The threat of an incursion of Japanese encephalitis virus into the U.S. has prompted the USDA APHIS Veterinary Services division to offer diagnostic testing for any animals with clinical signs of the infection.
Swine Health Information Center Executive Director Dr. Paul Sundberg says the U.S. is considered to be at risk for the introduction of JEV.
Quote-Dr. Paul Sundberg-Swine Health Information Center:
The potential paths include imported mosquitoes.
We know that in 1999 West Nile virus was imported into New York through some mosquitoes that came from the mid-east.
We're concerned about the same thing happening with Japanese encephalitis virus being imported into the U.S. by mosquitoes that are carrying the virus.
That's one way.
Another way that we're concerned about that we're doing literature reviews and we're doing risk assessments on is the entry of migratory birds that may be carrying the virus subclinically.
Migratory birds, especially water fowl, could be a reservoir host for JEV and we're concerned about those entering the U.S. as they come across the Pacific and through Alaska and down the Pacific flyway.

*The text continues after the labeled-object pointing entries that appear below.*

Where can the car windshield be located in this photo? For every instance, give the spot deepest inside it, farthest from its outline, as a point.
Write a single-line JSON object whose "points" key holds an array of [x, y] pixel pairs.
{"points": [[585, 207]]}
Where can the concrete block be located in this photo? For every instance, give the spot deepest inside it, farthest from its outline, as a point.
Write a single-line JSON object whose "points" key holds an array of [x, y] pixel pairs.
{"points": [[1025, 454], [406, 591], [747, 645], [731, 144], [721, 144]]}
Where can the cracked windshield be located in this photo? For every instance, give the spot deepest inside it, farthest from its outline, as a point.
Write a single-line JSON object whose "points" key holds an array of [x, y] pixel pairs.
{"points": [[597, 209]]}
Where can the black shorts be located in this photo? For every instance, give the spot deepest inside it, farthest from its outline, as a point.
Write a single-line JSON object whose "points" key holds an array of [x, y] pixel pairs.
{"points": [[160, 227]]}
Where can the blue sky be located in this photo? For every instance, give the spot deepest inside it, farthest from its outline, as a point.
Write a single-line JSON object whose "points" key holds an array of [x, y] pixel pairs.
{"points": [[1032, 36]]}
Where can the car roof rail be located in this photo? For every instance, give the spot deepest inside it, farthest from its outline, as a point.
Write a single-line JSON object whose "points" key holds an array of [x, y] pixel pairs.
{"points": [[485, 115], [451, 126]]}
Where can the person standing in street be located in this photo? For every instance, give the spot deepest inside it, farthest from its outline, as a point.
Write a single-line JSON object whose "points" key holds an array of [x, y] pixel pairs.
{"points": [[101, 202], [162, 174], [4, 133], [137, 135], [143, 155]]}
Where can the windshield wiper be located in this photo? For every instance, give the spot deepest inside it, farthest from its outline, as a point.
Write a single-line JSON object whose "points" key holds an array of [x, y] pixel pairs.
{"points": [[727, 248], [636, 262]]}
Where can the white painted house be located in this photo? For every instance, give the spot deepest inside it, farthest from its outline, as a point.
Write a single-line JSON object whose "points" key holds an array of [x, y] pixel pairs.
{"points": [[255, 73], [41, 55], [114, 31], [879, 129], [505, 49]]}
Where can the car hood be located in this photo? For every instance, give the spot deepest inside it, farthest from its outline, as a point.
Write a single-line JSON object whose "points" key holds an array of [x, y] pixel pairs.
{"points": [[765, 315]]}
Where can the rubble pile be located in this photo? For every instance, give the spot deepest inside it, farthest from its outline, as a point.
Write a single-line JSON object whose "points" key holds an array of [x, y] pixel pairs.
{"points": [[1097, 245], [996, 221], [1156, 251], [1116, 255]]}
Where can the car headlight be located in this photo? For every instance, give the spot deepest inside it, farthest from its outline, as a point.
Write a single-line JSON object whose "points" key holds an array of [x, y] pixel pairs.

One of the things that we know is that these mosquitoes that can transmit and can carry JEV in Australia, we know that from the experience in Australia, we have the same type of mosquitoes here in the U.S.
We have competent vectors, we have competent hosts in our pigs and we want to make sure that we understand all the risks and the ways that we can interdict in those risks to keep that infection out of the U.S.
Dr. Sundberg notes further information on Japanese encephalitis, including available resources can be accessed through SHIC's web site at swinehealth.org.